During the 1992 U.S. presidential campaign, the bourgeoisie's two-party setup already began to show its tendency to disintegrate around the edges under the pressures we have been describing. And this process will continue. The first manifestations will not necessarily be recognizably fascist. Perot, for instance, is a Bonapartist demagogue who presses a generally right-wing political agenda, but his movement does not have the incipient fascist thrust of what Buchanan is trying to put together.
Whether it is Perot, Buchanan, or other figures and currents that carve out a niche in bourgeois politics, their initial target will not be to take the labor movement head on, or to go after revolutionary-minded workers and communists. In fact, many will demagogically speak on behalf of "the ordinary working man." Right now the ultrarightists are largely going after the Clinton administration, as well as those in their own milieu soft on these "New Dealinfluenced" "globalist elites." They rail against those who are selling out "America" and "American workers." They condemn the "corrupt and decadent pretenders" to leadership of the nation among the spokespeople of the existing bourgeois parties, government institutions, and federal bureaucracy.1
This is how political radicalization begins, as evidence of political weakness and moral bankruptcy mount in capitalist politics. And we should remember that forces coming from different directions in bourgeois politics can and do converge around radical demagogy of this kind. Buchanan and Perot, for example, converge with those such as the so-called consumer advocate Ralph Nader and Nation columnist Alexander Cockburn to rail against the North American Free Trade Agreement all of them speaking more or less openly in "America First" terms, while shedding crocodile tears over the con-ditions of Mexican workers and farmers.

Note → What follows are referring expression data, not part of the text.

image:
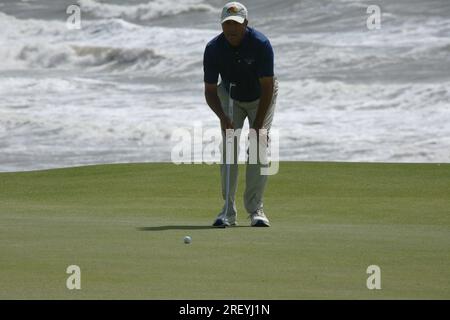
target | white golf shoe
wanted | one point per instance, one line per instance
(228, 220)
(259, 219)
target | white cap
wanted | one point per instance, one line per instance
(234, 11)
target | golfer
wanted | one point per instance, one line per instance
(244, 59)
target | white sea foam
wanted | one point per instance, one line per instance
(115, 90)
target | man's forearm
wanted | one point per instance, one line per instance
(264, 102)
(213, 102)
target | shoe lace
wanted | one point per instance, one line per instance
(258, 212)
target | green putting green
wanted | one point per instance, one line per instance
(124, 225)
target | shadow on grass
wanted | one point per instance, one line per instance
(164, 228)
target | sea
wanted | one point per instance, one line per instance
(359, 81)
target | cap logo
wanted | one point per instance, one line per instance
(233, 9)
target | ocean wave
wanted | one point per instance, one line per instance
(143, 12)
(73, 56)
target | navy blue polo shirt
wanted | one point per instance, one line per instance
(242, 65)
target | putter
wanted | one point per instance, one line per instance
(228, 155)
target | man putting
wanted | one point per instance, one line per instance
(245, 61)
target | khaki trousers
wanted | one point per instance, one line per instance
(255, 182)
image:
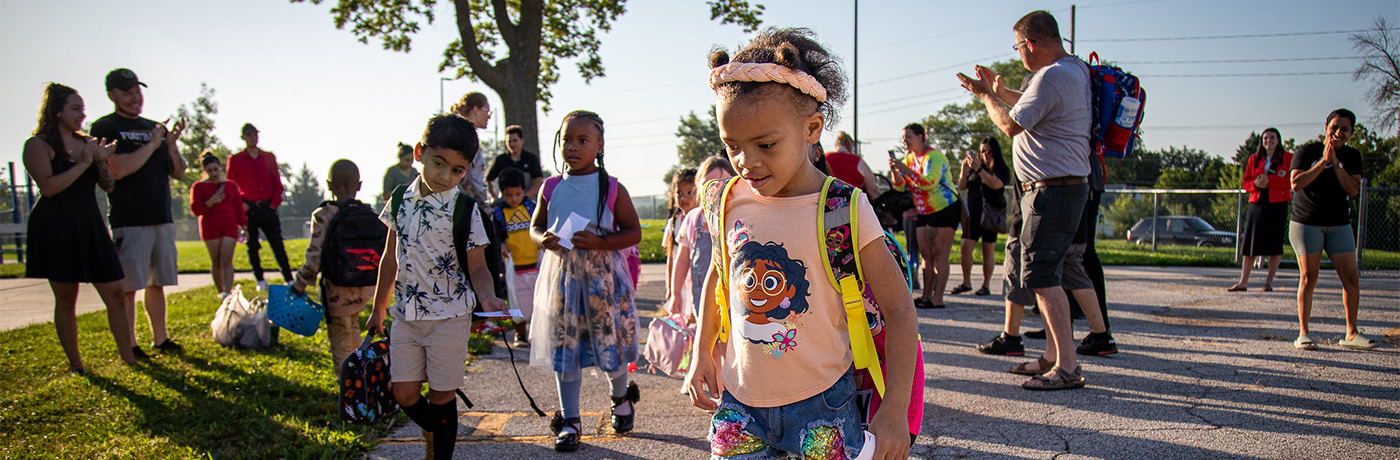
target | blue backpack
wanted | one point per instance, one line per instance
(1117, 109)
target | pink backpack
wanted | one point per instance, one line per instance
(668, 346)
(632, 253)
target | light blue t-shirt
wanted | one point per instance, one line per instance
(1056, 115)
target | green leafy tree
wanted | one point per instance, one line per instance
(198, 137)
(1381, 67)
(513, 46)
(303, 195)
(699, 140)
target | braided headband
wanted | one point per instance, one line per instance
(765, 73)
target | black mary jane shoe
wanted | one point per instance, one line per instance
(564, 441)
(623, 424)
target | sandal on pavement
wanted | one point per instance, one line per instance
(1025, 367)
(1305, 343)
(1360, 341)
(1056, 379)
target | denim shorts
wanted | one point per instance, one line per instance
(822, 427)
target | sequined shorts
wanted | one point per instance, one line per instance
(825, 427)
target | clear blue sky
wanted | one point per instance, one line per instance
(317, 94)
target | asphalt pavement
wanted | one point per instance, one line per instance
(1201, 374)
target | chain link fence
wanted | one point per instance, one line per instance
(1378, 230)
(1206, 218)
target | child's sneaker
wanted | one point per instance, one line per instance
(1004, 344)
(1096, 344)
(168, 346)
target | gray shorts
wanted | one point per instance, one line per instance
(1311, 239)
(1052, 218)
(1074, 276)
(149, 256)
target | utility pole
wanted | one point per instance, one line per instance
(441, 101)
(1071, 30)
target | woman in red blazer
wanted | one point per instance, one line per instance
(1266, 223)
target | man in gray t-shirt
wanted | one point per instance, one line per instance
(1049, 125)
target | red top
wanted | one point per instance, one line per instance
(846, 167)
(258, 178)
(1278, 186)
(220, 217)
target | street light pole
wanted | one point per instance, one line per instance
(441, 95)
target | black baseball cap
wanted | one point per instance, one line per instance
(122, 78)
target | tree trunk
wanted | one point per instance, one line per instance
(514, 77)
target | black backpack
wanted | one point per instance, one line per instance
(353, 246)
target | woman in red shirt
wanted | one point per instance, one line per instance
(221, 220)
(1266, 223)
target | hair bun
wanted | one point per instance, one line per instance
(718, 58)
(787, 56)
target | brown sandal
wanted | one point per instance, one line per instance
(1056, 379)
(1024, 368)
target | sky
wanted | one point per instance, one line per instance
(317, 94)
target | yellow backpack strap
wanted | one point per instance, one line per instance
(837, 223)
(714, 197)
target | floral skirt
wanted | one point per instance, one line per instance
(584, 312)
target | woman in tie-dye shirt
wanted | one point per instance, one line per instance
(938, 209)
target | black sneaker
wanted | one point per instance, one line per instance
(1004, 344)
(168, 346)
(1096, 346)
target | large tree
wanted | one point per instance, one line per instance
(699, 139)
(1381, 66)
(513, 46)
(198, 139)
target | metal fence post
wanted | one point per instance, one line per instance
(1239, 224)
(1155, 221)
(1361, 228)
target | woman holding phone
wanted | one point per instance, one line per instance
(221, 220)
(1266, 221)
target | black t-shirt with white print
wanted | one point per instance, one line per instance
(144, 196)
(1323, 202)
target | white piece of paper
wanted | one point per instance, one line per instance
(511, 312)
(571, 225)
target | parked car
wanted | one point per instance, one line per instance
(1179, 230)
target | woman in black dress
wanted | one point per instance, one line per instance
(984, 175)
(67, 241)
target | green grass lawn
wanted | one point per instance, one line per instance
(206, 401)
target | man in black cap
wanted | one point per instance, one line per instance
(256, 175)
(144, 161)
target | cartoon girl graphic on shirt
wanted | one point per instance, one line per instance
(772, 291)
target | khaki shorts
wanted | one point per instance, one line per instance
(431, 351)
(147, 255)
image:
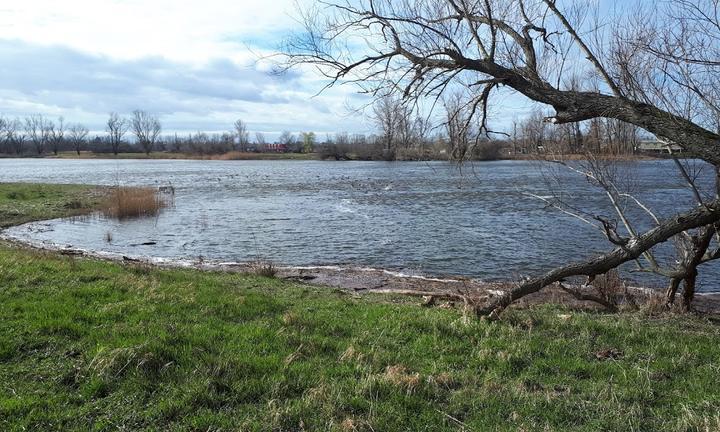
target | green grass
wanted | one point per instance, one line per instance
(25, 202)
(91, 345)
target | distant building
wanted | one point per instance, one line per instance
(276, 148)
(654, 146)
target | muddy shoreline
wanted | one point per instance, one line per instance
(363, 280)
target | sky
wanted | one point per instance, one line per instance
(198, 65)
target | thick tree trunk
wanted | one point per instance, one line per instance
(672, 291)
(689, 289)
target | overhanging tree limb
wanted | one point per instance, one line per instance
(701, 216)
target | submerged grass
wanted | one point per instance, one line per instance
(133, 202)
(26, 202)
(92, 345)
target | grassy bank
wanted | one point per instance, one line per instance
(24, 202)
(91, 345)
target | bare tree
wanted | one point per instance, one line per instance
(77, 134)
(116, 128)
(146, 128)
(57, 135)
(289, 140)
(388, 114)
(15, 135)
(652, 68)
(243, 137)
(38, 130)
(260, 140)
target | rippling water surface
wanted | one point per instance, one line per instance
(424, 217)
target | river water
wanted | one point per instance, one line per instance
(429, 218)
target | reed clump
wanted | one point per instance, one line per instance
(133, 202)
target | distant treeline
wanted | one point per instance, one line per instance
(401, 135)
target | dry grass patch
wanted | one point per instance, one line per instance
(399, 376)
(130, 202)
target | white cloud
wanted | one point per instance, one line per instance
(185, 30)
(194, 62)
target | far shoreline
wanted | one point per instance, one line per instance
(252, 156)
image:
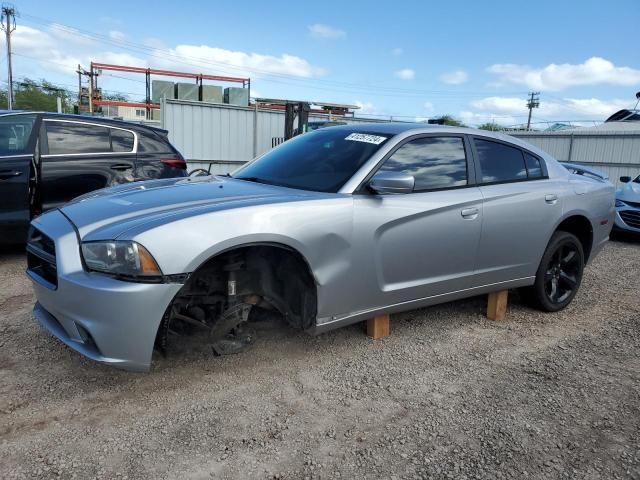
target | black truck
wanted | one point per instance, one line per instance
(47, 159)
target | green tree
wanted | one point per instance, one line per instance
(492, 126)
(41, 96)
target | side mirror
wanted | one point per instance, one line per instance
(391, 183)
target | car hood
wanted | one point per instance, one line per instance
(109, 213)
(629, 192)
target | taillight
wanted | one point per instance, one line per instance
(175, 163)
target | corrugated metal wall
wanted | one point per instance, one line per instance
(226, 135)
(615, 152)
(229, 135)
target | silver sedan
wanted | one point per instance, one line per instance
(330, 228)
(628, 206)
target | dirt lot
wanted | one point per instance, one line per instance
(448, 395)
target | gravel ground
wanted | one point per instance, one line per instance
(448, 395)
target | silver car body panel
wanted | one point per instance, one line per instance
(369, 254)
(628, 215)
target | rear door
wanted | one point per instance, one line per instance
(424, 243)
(519, 206)
(80, 157)
(157, 158)
(17, 148)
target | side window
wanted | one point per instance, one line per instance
(121, 140)
(499, 162)
(15, 132)
(435, 162)
(533, 166)
(69, 137)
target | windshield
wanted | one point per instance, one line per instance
(320, 161)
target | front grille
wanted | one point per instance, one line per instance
(41, 256)
(631, 218)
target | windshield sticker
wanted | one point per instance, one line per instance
(364, 137)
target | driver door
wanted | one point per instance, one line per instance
(421, 244)
(17, 150)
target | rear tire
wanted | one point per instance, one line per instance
(559, 274)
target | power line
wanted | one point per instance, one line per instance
(194, 61)
(534, 102)
(8, 21)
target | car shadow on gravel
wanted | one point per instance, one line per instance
(9, 252)
(625, 237)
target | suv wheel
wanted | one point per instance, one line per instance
(559, 274)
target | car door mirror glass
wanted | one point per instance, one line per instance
(384, 183)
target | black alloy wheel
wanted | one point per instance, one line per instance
(559, 274)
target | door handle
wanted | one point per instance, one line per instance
(121, 166)
(7, 174)
(469, 213)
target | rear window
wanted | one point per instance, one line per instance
(15, 132)
(121, 140)
(75, 137)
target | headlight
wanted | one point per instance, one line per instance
(126, 259)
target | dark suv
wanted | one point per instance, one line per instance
(47, 159)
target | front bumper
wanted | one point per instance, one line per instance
(627, 219)
(108, 320)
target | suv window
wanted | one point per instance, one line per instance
(121, 140)
(499, 162)
(67, 137)
(434, 162)
(150, 142)
(15, 131)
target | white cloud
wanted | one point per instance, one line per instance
(513, 110)
(234, 63)
(456, 77)
(58, 49)
(364, 107)
(320, 30)
(406, 74)
(594, 71)
(117, 35)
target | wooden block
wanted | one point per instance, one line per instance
(378, 327)
(497, 305)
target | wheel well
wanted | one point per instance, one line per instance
(580, 226)
(270, 276)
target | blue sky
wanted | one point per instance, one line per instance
(474, 60)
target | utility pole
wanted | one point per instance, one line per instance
(8, 21)
(534, 102)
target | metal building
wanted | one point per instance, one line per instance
(613, 147)
(225, 136)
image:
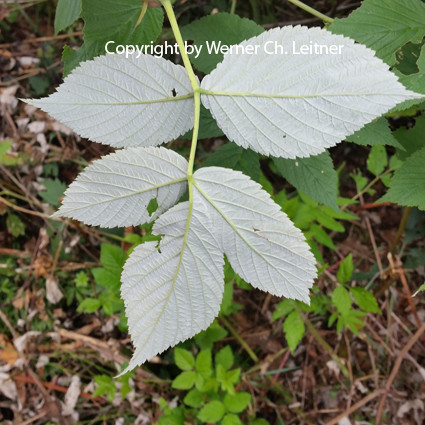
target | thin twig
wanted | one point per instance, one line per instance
(394, 372)
(355, 407)
(326, 346)
(8, 324)
(42, 39)
(401, 228)
(241, 341)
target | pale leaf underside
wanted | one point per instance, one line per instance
(174, 290)
(124, 102)
(172, 293)
(293, 105)
(282, 104)
(115, 190)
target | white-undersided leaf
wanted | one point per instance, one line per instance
(260, 242)
(116, 189)
(124, 102)
(174, 291)
(288, 104)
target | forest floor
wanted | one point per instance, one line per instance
(58, 360)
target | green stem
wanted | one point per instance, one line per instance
(241, 341)
(196, 90)
(233, 7)
(401, 228)
(312, 11)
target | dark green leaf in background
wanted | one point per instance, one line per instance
(208, 127)
(67, 12)
(229, 29)
(233, 156)
(384, 25)
(314, 176)
(375, 133)
(408, 184)
(55, 190)
(107, 20)
(294, 329)
(411, 140)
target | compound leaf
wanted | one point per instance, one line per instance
(296, 105)
(124, 102)
(116, 190)
(67, 12)
(260, 242)
(173, 291)
(384, 25)
(109, 20)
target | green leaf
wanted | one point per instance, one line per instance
(184, 381)
(321, 236)
(193, 398)
(420, 289)
(283, 308)
(89, 305)
(411, 140)
(225, 358)
(15, 225)
(214, 333)
(260, 421)
(365, 300)
(184, 359)
(231, 419)
(208, 127)
(294, 329)
(67, 12)
(297, 100)
(384, 25)
(407, 57)
(345, 270)
(237, 403)
(341, 300)
(81, 280)
(408, 184)
(212, 412)
(6, 158)
(233, 156)
(55, 190)
(375, 133)
(227, 379)
(112, 258)
(108, 20)
(213, 29)
(105, 385)
(314, 176)
(415, 82)
(203, 363)
(377, 160)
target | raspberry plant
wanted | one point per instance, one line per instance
(287, 105)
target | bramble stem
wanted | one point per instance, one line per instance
(312, 11)
(193, 81)
(241, 341)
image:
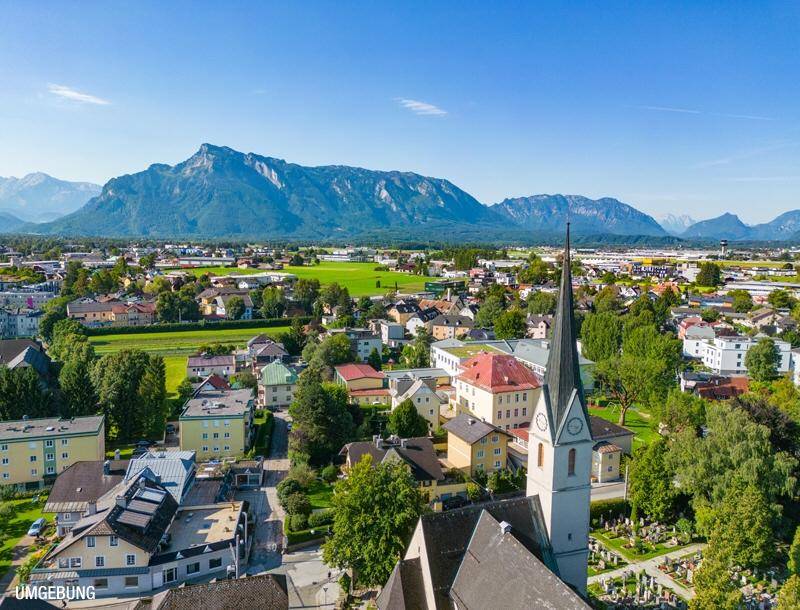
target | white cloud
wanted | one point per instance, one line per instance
(421, 108)
(68, 93)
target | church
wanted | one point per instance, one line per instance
(526, 552)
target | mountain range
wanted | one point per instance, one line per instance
(222, 193)
(38, 197)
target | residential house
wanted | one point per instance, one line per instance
(276, 385)
(217, 423)
(492, 555)
(364, 384)
(81, 483)
(498, 389)
(474, 445)
(420, 456)
(204, 365)
(34, 451)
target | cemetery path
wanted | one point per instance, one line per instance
(651, 567)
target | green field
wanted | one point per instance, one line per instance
(176, 346)
(359, 278)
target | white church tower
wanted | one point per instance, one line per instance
(560, 445)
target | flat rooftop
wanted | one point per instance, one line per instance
(218, 403)
(198, 526)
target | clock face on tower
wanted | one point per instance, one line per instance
(574, 426)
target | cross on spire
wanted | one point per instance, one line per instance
(563, 373)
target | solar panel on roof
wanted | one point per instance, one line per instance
(136, 519)
(138, 506)
(152, 495)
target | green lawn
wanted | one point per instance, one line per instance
(636, 421)
(26, 511)
(359, 278)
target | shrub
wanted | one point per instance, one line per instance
(298, 504)
(298, 522)
(320, 518)
(286, 488)
(329, 473)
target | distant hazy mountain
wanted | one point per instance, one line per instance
(9, 222)
(549, 213)
(39, 197)
(675, 224)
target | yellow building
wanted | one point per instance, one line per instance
(474, 445)
(34, 451)
(217, 423)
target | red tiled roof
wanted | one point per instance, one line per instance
(348, 372)
(498, 373)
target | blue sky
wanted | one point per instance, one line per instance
(672, 107)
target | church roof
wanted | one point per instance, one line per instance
(563, 376)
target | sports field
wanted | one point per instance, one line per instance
(176, 346)
(361, 279)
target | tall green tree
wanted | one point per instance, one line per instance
(406, 422)
(762, 360)
(374, 512)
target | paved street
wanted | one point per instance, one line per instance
(651, 567)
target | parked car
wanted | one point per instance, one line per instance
(36, 528)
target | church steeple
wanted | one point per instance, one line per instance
(563, 373)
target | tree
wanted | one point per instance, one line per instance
(742, 301)
(374, 512)
(542, 303)
(75, 381)
(23, 393)
(235, 308)
(510, 324)
(273, 302)
(374, 359)
(762, 360)
(710, 275)
(322, 423)
(601, 336)
(406, 422)
(789, 596)
(651, 483)
(417, 354)
(491, 308)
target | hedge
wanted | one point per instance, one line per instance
(200, 325)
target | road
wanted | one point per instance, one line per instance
(651, 567)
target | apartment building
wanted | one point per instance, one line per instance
(217, 423)
(34, 451)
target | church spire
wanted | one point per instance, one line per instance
(563, 369)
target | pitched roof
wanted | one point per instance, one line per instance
(498, 373)
(563, 375)
(83, 482)
(495, 555)
(470, 429)
(266, 591)
(352, 371)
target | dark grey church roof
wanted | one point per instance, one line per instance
(563, 371)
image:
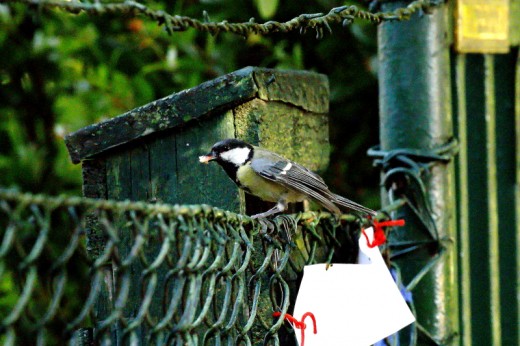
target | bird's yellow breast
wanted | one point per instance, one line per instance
(265, 189)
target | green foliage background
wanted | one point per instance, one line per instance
(60, 72)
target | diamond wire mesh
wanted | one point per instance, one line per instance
(153, 274)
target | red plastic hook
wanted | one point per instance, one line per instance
(299, 324)
(379, 233)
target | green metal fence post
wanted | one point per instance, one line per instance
(415, 106)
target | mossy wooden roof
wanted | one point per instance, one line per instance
(306, 90)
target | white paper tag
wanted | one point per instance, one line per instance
(354, 304)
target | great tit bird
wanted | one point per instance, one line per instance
(274, 178)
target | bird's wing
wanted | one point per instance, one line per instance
(293, 176)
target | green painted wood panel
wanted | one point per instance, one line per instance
(487, 182)
(508, 274)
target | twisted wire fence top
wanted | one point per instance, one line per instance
(164, 274)
(315, 21)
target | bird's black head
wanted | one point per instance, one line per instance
(229, 151)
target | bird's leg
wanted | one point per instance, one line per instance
(278, 208)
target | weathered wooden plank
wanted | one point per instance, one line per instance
(206, 184)
(304, 89)
(298, 135)
(140, 172)
(164, 182)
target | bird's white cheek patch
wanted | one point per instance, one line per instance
(237, 156)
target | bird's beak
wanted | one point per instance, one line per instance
(206, 158)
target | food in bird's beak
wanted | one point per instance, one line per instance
(206, 158)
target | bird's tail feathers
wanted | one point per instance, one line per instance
(342, 201)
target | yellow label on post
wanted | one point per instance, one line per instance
(482, 26)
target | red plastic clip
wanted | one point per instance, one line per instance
(379, 233)
(299, 324)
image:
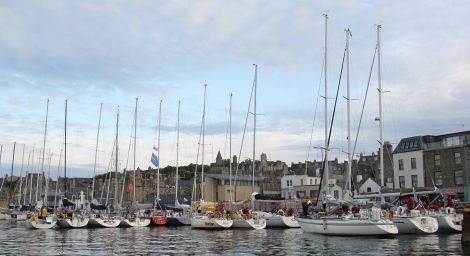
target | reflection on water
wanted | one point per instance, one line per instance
(16, 239)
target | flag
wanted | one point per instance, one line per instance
(154, 159)
(415, 197)
(438, 191)
(295, 198)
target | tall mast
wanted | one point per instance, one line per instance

Aspects of what incipient fascist forces say can sound like they are addressed to radicalizing workers and youth. Clinton has no respect for the ordinary working person, they say, or for the little guy in the middle class. Social conditions in the country just get worse and worse. But we should never be fooled for even a minute. What they say and what communists say have nothing in common nothing at all. Theirs are the voices of a current in bourgeois politics, a current alien to everything the line of march of the working class leads toward.
1 In announcing his bid for the 1996 Republican presidential nomination in March 1995, Patrick Buchanan said: "This campaign is about an America that once again looks after its own people and our own country First. . . . Why are our people not realizing the fruits of their labor? Because we have a government that is frozen in the ice of its own indifference. A government that does not listen anymore to the forgotten men and women who work in the forges and factories and plants and businesses. We have instead a government that is too busy taking the phone calls from lobbyists for foreign countries and the corporate contributions of the Fortune 500."
This combination of American chauvinism and anticapitalist demagogy was a growing theme of Buchanan's primary campaign. "For whose benefit was that $50 billion bailout of Mexico City?" he asked participants at an August 1995 conference sponsored by Ross Perot. "It wasn't the workers of Main Street, it was the bankers of Wall Street. Citibank, Chase Manhattan, J.P. Morgan, and Goldman Sachs all got off the hook, and they put us on." In a campaign speech in early 1996 he said: "When AT&T lops off 40,000 jobs, the executioner that does it, he's a big hero on the cover of one of those magazines, and AT&T stock soars."
"Watch the establishment," Buchanan jubilantly told supporters two days before winning the New Hampshire primary in February 1996. "All the knights and barons will be riding into the castle, pulling up the drawbridge, because they're coming. All the peasants are coming with pitchforks after them."